Une feuille de route fixée par le chef de l’État
La nomination intervient dans un contexte où le chef de l’État a fixé des attentes précises à l’institution judiciaire. Lors de la session de Port-Gentil, Brice Clotaire Oligui Nguema a insisté sur la nécessité d’un traitement diligent des procédures, d’un meilleur encadrement de certaines pratiques judiciaires et du respect des délais raisonnables. Ces orientations donnent à la nouvelle équipe du parquet général une feuille de route qui dépasse les seuls mouvements de personnes.
Les perspectives : justice environnementale et enjeux économiques
Le choix d’Alain-Georges Moukoko prend également une dimension particulière au regard de la transformation du droit économique et environnemental au Gabon. Le pays cherche à renforcer la protection de ses forêts, de ses ressources halieutiques et de sa biodiversité, tout en développant ses activités minières et industrielles. À la tête du parquet général de Libreville, le nouveau procureur pourra être amené à traiter des affaires dans lesquelles se croiseront précisément ces enjeux, entre activité économique, sécurité juridique, protection des intérêts publics et répression des infractions.

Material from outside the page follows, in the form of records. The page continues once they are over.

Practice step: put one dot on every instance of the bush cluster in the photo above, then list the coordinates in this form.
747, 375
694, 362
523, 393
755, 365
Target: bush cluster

Les défis concrets d’un parquet général au quotidien
Il devra surtout inscrire son expérience dans un exercice différent de celui qui l’a rendu connu. Diriger un parquet général suppose de coordonner plusieurs niveaux du ministère public, d’assurer la cohérence de l’action pénale et de veiller au suivi des procédures. La performance de l’institution ne se mesurera donc pas uniquement au nombre d’affaires ouvertes ou de poursuites engagées, mais aussi à la qualité des dossiers, à la célérité de leur traitement et à l’exécution des décisions de justice.
Succession et distinction avec l’ancien procureur général
La succession avec Eddy Minang appelle enfin une distinction importante. Le CSM a procédé à la nouvelle nomination après avoir entériné la situation disciplinaire de l’ancien procureur général, dont les voies de recours demeurent ouvertes conformément au droit applicable. Le changement de titulaire ne constitue donc pas, à lui seul, une explication des décisions précédentes ni la preuve d’un quelconque lien entre les deux dossiers.
Quelles retombées pour les justiciables et l’institution judiciaire ?
Pour Alain-Georges Moukoko, l’enjeu est désormais de transformer un parcours déjà riche en résultats concrets au cœur de la capitale judiciaire du pays. Son expérience environnementale, sa connaissance du ministère public et son exposition internationale constituent des éléments de profil. La véritable mesure de son mandat sera cependant beaucoup plus quotidienne, dans la façon dont le parquet poursuivra les dossiers, respectera les garanties procédurales et répondra aux attentes des justiciables.
Libreville accueille donc un procureur général au parcours singulier. À lui désormais de démontrer que cette expérience peut se traduire en une justice plus lisible, plus diligente et plus solidement ancrée dans le droit.